Online Currencies Trading

The Foreign Exchange market sees daily turnovers of trillions of dollars. Traders around the world eagerly anticipate trading events which affect these national currencies, and serious profits await those with the necessary trading knowledge.

Currencies are traded in pairs (for example, the Euro against the U.S. Dollar (“EUR/USD”), with exchange rates fluctuating based on which currency is strengthening or weakening at the moment. The currency pairs listed below are considered the “Majors”. These are the most liquid and widely traded currency pairs in the world.

Pair Countries Often referred to as:
EUR/USD Euro zone / United States “euro dollar”
USD/JPY United States / Japan “dollar yen”
GBP/USD United Kingdom / United States “pound dollar”
USD/CHF United States/ Switzerland “dollar swissy”
USD/CAD United States / Canada “dollar loonie”
AUD/USD Australia / United States “aussie dollar”
NZD/USD New Zealand / United States “kiwi dollar”

 

Below are some important notes to keep in mind when trading the USD, EUR, and GBP.

 

The USD

The USD plays a unique role in the world of international finance. As the world’s reserve currency, the U.S. Dollar is used to settle most international transactions. When global central banks hold foreign currency reserves, a large portion of those reserves is often held in USD. Also, many smaller countries choose either to peg their currency’s value to that of the U.S. Dollar or choose to use the USD instead of their own currency. The price of gold (and other commodities) is generally set in U.S. Dollars, and the Organization of Petroleum Exporting Countries (OPEC) transacts in USD as well (meaning when a nation buys or sells oil, it buys or sells the U.S. dollar at the same time). All of these factors contribute to the dollar’s status as the world’s most important currency.
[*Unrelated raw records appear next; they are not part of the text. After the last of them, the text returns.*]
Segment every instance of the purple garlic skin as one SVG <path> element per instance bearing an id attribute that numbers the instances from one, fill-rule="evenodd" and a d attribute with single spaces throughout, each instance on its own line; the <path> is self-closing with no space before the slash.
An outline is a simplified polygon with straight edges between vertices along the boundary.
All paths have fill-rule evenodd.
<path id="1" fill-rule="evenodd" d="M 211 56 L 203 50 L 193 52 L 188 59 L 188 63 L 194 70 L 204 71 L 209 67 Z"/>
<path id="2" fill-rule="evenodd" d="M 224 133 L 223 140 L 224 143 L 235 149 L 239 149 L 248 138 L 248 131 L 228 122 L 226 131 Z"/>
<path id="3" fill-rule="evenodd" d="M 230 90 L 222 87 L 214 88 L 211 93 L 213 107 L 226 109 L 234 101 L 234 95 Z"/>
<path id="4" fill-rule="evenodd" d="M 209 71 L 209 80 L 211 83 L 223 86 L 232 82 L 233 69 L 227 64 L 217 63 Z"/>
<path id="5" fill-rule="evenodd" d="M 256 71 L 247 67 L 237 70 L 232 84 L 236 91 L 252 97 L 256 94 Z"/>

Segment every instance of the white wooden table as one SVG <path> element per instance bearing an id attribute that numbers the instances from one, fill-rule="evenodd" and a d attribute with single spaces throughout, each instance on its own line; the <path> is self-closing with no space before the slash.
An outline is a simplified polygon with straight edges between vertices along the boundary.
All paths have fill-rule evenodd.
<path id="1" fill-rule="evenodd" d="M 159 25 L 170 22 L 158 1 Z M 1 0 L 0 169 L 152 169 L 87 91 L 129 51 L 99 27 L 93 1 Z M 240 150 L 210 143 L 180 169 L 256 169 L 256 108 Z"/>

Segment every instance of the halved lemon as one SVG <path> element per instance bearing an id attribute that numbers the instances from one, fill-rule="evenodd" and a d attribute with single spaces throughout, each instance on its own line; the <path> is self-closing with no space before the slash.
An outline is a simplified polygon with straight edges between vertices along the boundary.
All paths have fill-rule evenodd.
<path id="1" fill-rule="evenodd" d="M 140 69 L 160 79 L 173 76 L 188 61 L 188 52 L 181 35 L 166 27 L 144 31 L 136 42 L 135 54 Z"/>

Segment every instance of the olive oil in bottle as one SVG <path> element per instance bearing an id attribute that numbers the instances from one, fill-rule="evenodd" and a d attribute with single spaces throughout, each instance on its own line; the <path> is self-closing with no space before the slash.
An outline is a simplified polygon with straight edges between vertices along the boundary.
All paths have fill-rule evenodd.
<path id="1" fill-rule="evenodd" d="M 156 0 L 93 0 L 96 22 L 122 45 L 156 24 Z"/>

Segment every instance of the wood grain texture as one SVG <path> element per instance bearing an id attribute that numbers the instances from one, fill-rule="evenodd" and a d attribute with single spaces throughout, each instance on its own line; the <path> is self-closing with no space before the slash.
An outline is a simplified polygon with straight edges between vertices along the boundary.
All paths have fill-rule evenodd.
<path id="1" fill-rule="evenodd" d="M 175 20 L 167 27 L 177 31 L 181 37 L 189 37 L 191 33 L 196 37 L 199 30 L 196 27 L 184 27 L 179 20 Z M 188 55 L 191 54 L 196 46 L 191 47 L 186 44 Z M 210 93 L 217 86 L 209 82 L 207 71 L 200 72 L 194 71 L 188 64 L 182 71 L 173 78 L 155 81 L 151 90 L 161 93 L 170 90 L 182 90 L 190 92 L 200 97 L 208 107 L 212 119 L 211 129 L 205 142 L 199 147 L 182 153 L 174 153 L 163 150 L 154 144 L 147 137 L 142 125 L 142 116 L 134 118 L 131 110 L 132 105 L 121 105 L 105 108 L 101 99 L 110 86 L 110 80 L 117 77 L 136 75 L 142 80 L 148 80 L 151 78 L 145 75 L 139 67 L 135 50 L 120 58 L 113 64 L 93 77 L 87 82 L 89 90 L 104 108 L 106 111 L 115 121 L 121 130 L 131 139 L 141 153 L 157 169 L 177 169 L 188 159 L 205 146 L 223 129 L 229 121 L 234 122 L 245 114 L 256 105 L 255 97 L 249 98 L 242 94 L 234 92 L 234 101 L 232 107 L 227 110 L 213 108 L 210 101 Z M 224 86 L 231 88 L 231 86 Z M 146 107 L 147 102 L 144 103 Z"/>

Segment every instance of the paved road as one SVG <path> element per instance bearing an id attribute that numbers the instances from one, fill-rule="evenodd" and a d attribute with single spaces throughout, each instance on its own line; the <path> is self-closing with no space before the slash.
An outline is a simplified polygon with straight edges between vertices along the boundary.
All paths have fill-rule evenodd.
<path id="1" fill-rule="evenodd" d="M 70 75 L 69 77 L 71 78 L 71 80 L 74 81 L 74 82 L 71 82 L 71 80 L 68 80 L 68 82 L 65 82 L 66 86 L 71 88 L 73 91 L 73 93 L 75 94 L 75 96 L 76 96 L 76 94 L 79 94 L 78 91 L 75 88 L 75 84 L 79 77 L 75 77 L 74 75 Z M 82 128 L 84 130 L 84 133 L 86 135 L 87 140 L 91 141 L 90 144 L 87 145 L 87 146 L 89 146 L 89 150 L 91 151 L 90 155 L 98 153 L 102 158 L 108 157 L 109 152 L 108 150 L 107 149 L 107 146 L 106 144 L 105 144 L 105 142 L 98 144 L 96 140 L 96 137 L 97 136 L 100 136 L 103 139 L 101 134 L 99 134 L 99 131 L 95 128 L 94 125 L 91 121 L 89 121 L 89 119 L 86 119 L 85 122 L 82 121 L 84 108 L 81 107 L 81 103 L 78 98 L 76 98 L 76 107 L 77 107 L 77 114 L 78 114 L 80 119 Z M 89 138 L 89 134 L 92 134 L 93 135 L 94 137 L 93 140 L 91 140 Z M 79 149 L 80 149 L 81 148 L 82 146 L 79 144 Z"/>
It is no wonder therefore that the U.S. Dollar is the most heavily traded currency. Most foreign currencies trade against the USD more often than with any other currency. For this reason, it is important for investors interested in the currency markets to have a firm grasp of the fundamentals of the United States economy and a solid understanding of the direction in which the USD is going.

 

The Euro

While the USD is the currency of a single country, the Euro is the single currency of 16 European countries within the European Union, collectively known as the “Eurozone” or the European and Economic Monetary Union (EMU). The Euro tends to weaken when disagreements arise among European governments about the future course of the European Union or monetary policy.

Because the EUR/USD is such a popular currency pair, arbitrage (the simultaneous purchase and sale of an asset in order to profit from a difference in the price) opportunities are not often available. However, investors still enjoy trading the pair. As the world’s most liquid currency pair, the EUR/USD offers very low bid-ask spreads and constant liquidity for traders wanting to buy or sell. These two features are important to speculators and help contribute to the pair’s popularity. The combination of liquidity and volatility makes the EUR/USD pair an excellent place to begin trading for newcomers to the currency market.

 

The GBP

Like all currency trading, successfully predicting the GBP involves knowing all the upcoming trading events of the Bank of England. The Bank of England serves as the central bank to the British economy, and changes in its interest rate often cause immediate volatility for currency pairs which include the GBP.

It is important to note that while the United Kingdom is located in Europe, it is not part of the Eurozone. This means that while much of British trade depends on the health of the European economy, the GBP is quite independent of the Euro’s shifts in value.

Traders should stay up-to-date on the major data releases affecting the GBP, such as: Consumer Sentiment, Gross Domestic Product, Unemployment, Retail Sales, and Payrolls.

 

Factors Influencing the Direction of the EUR/USD

The primary factor that influences the direction of the EUR/USD pair is the relative strength of the two economies. With all other things being equal, a faster-growing U.S. economy strengthens the USD against the EUR, and a faster-growing European Union economy strengthens the Euro against the Dollar. One key sign of the relative strength of the two economies is the level of interest rates. When U.S. interest rates are higher than those of key European economies, the Dollar generally strengthens. When “Eurozone” interest rates are higher, the Dollar usually weakens.

Another factor that can have a strong influence on the EUR/USD relationship is political instability among the members of the European Union. The euro, introduced in 1999, is also relatively new, which makes the “Eurozone”, in some respects, an experiment in economic and monetary policy. As the countries within the “Eurozone” learn to work with each other, differences sometimes arise; if these differences appear serious or potentially threatening to the future stability of the “Eurozone”, the USD is likely to strengthen against the EUR.